Tin the tracks you want to solder first, as well as the wires for your switch. Use a flat nib on your iron - the temptation is to use a pointy one, but they heat up insufficient area of the track to solder effectively.

It looks easy enough to my eye, but my first job from school was a couple of months in an electronics factory so I was trained to do it.
 
Location
Loch side.
[QUOTE 4926718, member: 9609"]Here is a very small electronic circuit board. The mode of the device is changed when a conductive plunger is pressed against the gold coloured area temporarily connecting them together. Those strips are around 0.3mm wide

I am wanting to solder a wire to each side, so as I can change the mode from another button

Where do I start with something so tiny, I only have a normal size iron ?

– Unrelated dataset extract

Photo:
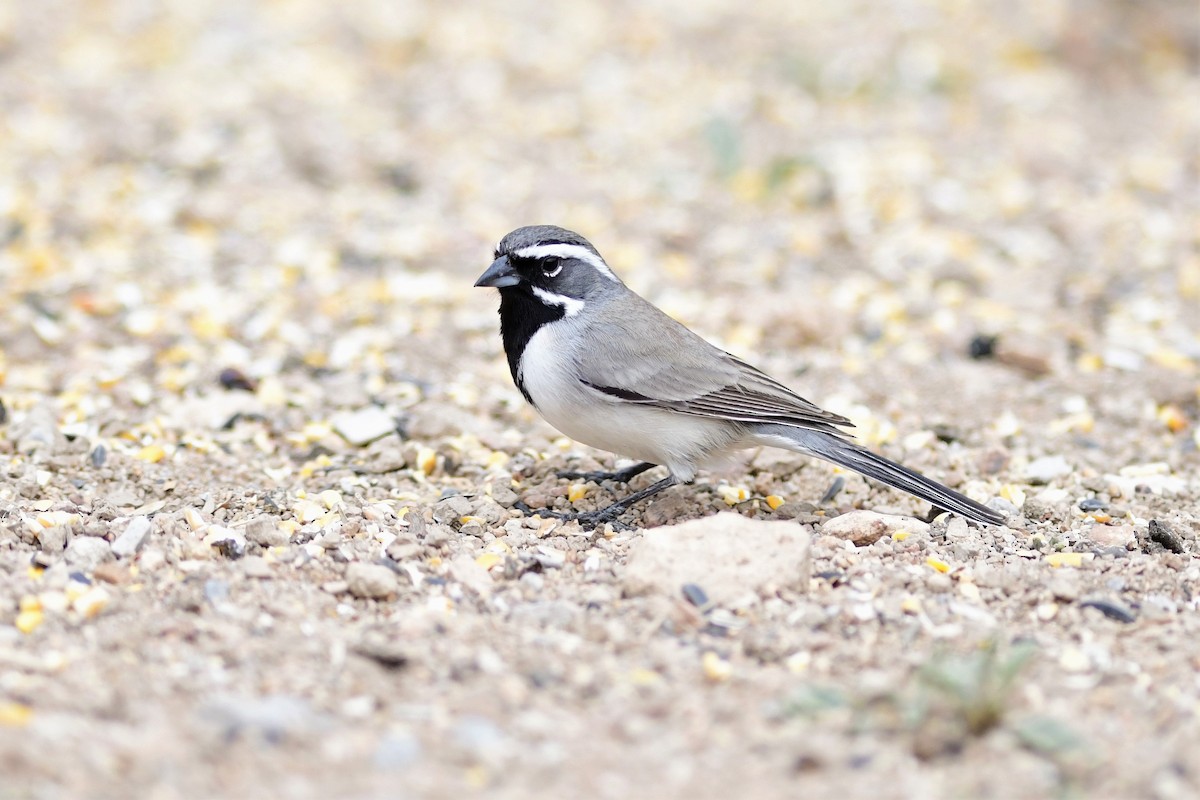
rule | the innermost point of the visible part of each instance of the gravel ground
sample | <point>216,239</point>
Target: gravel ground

View attachment 369401 [/QUOTE]
The solution is not electronic, but pneumatic.
Concoct a plunger connected to a plastic tube with a "pump" at the other end. This pump could be a rubber bulb, plastic syringe....I dunno, look around you. There's useful stuff in every bin.

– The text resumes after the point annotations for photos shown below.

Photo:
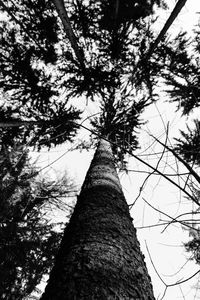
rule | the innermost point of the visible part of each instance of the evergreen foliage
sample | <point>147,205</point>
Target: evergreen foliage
<point>29,241</point>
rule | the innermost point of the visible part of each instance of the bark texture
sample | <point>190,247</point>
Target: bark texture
<point>100,255</point>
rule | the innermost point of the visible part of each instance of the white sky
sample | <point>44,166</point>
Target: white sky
<point>167,251</point>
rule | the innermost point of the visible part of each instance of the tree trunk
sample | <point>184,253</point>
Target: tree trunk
<point>100,255</point>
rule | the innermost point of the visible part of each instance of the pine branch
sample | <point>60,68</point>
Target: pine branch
<point>62,13</point>
<point>179,5</point>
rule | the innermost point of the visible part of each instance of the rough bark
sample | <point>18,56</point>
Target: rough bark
<point>100,255</point>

If you don't like that idea, you have a perfect excuse for buying a small gas-fired soldering iron. I'm sure you'll use it again in future. Maybe in 2031 or thereabouts.
 

ColinJ

Puzzle game procrastinator!
Can follow the tracks to find a more convenient point to solder?
I didn't really look at the photo closely last night, but just have. It should be easy to solder to the big 'P'-shaped area below the narrow tracks. I would solder the second wire to the top-right corner of the other set of tracks which should be easy to get at from the right even using a large soldering iron.

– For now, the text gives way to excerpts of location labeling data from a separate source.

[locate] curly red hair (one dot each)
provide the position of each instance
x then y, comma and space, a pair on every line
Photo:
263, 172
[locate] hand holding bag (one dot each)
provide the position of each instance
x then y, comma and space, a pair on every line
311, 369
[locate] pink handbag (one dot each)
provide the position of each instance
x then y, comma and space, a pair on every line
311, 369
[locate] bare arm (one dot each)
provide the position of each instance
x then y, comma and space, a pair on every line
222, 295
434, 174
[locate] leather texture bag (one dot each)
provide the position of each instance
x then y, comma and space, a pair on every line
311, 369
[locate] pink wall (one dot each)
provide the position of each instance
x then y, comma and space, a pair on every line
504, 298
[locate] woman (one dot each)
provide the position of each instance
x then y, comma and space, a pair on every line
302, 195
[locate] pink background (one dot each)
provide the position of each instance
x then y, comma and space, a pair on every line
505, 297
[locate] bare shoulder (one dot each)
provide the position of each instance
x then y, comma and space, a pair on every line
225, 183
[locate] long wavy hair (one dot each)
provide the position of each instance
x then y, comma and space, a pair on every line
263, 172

I dug out my old Antex soldering iron a few months ago to repair the backlight on the laptop used for my CycleChat posts. That iron has what was once considered a narrow bit but it would seem huge now we have tiny surface-mounted components. It is great for working with larger components, wires and PCB tracks though.
 
D

Deleted member 26715

Guest
Take it to a TV repair shop, do they even exist anymore?